Doryteuthis pealeii, Longfin inshore squid.
Nova Science Publishers, Inc.
Advances in Squid Biology, Ecology, and Fisheries
The longfin inshore squid (formerly Loligo pealeii) has been a premier biomedical model organism in neuroscience for many decades, and since the 1800s has been the subject of a valuable commercial fishery. This loliginid squid species is widely distributed in the western North Atlantic Ocean from Newfoundland to Venezuela and tolerates a wide range of temperatures from 9-30\textdegreeC. It is most abundant along the northeast coast of the US, where squids migrate inshore during the spring and summer, and offshore to canyons on the continental slope during winter. The current fishery has a large offshore winter component and a relatively smaller inshore component that targets animals as they migrate to spawn. Growth is exponential throughout the life cycle: average adult size is 14 – 17 cm dorsal mantle length and the life span in the temperate range is estimated to be 9-12 months. Longfin squid play a vital role in the coastal food web of the western North Atlantic by serving as a link between higher and lower tropic levels. Extremely high consumption rates make longfin squid major predators and competitors of juvenile fishes, crustaceans, other squid species and conspecifics.
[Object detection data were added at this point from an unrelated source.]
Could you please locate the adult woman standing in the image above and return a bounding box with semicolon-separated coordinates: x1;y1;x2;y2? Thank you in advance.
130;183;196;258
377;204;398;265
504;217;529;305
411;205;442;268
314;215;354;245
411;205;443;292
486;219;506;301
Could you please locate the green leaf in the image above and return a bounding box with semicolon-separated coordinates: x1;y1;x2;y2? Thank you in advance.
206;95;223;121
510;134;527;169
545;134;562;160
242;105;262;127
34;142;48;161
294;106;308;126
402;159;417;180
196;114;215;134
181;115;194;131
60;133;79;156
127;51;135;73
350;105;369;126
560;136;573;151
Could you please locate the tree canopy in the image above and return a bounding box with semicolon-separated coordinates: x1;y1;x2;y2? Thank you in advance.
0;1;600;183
In addition, numerous commercially and ecologically important finfishes, elasmobranchs, and marine mammals forage on longfin squid, and demonstrate shifts in predation that are dependent on predator and prey behavior, and seasonal availability in coastal waters. Predators that target adult squids and exhibit high predatory demand compete directly with the summer and winter commercial fishery for squid biomass. The biology of reproduction has been worked out in considerable detail. Squids in the northern ranges spawn inshore during spring and summer; those in the southern ranges throughout the year. The mating system is complex and flexible, and DNA fingerprinting combined with lab and field behavioral studies show that multiple paternity in egg capsules is widespread and common. A powerful contact pheromone that initiates extreme aggression in males has recently been discovered in the outer tunic of egg capsules. Overall, the life history of D. pealeii is characterized by very fast growth, predation on a wide variety of crustaceans and fishes, high daily mobility, substantial migrations, flexible reproductive tactics, and a short life span.